Sample size is simply how many people you need to study so your results mean something — big enough to be trustworthy, small enough to be doable. You do not survey everyone; you survey a calculated portion. In Nigerian projects the most common way to work this out is the Taro Yamane formula, because it only needs two things: your population size and how much error you will accept.
The Taro Yamane Formula
The formula is: n = N / (1 + N(e)²), where n is your sample size, N is your population size, and e is the margin of error (usually 0.05, meaning 5%).
When to Use Taro Yamane
- You know (or can reasonably estimate) your population size.
- Your population is finite — a specific, countable group.
- You are doing a survey or descriptive study at undergraduate level.
- Your supervisor accepts it (it is widely used in Nigeria).
When Not to Use It
- You do not know the population size — Taro Yamane needs N. Consider Cochran’s formula, which works without a known population.

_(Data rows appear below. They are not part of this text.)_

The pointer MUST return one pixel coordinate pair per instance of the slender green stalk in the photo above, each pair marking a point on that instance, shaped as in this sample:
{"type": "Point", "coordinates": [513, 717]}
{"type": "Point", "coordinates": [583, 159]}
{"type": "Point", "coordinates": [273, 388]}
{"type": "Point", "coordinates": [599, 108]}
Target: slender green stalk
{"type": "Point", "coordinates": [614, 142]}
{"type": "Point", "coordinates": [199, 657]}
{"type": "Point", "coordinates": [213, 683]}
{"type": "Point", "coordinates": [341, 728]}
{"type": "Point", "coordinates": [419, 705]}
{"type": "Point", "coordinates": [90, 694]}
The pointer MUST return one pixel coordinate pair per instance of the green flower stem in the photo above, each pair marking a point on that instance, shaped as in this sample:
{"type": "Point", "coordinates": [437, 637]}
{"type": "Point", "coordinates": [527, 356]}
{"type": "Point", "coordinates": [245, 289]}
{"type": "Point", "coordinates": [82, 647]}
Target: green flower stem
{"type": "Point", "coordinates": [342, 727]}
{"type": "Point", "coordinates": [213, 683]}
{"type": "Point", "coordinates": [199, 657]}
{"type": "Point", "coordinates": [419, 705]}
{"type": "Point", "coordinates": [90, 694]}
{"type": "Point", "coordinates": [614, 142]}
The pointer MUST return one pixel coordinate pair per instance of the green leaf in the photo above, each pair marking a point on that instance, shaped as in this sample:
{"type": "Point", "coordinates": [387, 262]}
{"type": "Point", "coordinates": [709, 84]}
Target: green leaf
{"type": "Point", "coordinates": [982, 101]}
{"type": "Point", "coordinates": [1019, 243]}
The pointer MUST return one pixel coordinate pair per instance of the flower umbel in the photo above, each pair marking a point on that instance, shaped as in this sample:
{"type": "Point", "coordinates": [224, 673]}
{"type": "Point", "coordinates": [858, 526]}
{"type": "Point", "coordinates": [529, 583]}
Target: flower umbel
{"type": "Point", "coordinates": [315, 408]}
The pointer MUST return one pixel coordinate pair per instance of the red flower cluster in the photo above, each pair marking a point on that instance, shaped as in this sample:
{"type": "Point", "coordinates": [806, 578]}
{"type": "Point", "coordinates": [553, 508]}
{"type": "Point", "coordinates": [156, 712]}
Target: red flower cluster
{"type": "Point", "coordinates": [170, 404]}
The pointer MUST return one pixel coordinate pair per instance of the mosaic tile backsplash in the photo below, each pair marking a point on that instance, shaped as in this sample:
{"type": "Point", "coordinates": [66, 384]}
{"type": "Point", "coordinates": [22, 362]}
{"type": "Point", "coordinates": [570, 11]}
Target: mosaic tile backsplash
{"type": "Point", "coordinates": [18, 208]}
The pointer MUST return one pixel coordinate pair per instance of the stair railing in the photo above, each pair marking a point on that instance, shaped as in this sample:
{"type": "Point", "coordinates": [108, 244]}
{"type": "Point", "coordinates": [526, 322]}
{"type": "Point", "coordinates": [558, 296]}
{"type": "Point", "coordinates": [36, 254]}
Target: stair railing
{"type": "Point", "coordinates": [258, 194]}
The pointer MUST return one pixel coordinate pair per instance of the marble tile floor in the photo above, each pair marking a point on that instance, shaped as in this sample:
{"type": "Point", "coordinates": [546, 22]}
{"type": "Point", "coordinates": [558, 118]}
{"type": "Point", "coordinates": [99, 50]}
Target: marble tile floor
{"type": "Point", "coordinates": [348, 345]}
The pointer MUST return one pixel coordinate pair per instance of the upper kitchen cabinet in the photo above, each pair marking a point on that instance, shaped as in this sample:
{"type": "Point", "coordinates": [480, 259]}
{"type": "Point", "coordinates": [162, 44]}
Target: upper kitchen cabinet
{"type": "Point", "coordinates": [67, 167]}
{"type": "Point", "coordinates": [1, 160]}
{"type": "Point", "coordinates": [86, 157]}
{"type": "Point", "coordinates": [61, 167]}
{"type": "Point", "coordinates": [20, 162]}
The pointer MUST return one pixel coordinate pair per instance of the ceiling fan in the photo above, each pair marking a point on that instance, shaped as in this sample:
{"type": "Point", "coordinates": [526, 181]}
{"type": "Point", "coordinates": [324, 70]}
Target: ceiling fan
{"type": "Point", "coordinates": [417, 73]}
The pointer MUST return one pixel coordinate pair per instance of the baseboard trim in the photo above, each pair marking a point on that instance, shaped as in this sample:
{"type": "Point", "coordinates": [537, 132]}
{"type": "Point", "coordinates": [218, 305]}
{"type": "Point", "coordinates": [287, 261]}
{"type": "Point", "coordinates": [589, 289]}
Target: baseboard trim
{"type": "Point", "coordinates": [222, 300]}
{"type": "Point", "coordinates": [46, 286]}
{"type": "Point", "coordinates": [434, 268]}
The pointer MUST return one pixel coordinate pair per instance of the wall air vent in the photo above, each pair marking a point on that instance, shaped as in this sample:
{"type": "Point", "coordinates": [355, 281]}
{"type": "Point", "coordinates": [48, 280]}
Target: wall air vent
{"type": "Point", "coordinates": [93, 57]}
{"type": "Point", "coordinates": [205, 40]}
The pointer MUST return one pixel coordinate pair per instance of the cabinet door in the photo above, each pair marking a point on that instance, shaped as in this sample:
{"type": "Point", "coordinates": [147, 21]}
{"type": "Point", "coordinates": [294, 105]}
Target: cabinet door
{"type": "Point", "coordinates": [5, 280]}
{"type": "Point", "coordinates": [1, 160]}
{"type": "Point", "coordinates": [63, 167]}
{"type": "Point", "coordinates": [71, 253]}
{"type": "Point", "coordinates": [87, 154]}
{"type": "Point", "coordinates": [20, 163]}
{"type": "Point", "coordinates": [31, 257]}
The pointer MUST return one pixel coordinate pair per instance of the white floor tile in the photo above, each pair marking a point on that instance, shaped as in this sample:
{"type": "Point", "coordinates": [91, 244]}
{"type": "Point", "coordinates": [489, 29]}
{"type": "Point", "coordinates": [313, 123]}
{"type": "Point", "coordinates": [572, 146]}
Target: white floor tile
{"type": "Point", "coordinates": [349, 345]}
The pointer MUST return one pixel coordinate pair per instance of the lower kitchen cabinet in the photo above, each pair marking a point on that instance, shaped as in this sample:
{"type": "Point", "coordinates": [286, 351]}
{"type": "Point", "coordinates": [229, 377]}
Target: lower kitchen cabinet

- Your population is extremely large or undefined.
- You are doing a qualitative study, where sample size is about saturation, not a formula.
Nigerian Project Example
Your study covers all 450 staff of [Organisation]. Using Taro Yamane with e = 0.05: n = 450 / (1 + 450 × 0.0025) = 450 / 2.125 ≈ 212. You would distribute your questionnaire to about 212 staff, often adding a few extra to allow for non-returns.
Undergraduate vs Postgraduate
Undergraduates almost always use Taro Yamane — it is simple and accepted. Postgraduates may need more rigorous approaches: Cochran's formula for unknown populations, power analysis for experiments, or saturation-based reasoning for qualitative work. The principle is the same; the justification expected is deeper.
Common Mistakes
- Stating a sample size with no formula or working shown.
- Using the wrong margin of error or applying the formula incorrectly.
- Forgetting to allow for questionnaires that are not returned.
- Using Taro Yamane when the population size is genuinely unknown.
Your sample size sits in the sampling section of your methodology — see how to write Chapter Three and the full research methodology guide. Then pick a technique: simple random, stratified or systematic sampling. Project Lab can check your calculation.
Frequently Asked Questions
What margin of error should I use?
0.05 (5%) is the standard in Nigerian undergraduate projects. A smaller error (0.03) needs a larger sample; a larger error (0.10) needs fewer respondents but gives less precise results.
What if I do not know my population size?
Taro Yamane needs a known population. If yours is unknown or very large, Cochran's formula is designed for that situation. Confirm with your supervisor which is appropriate.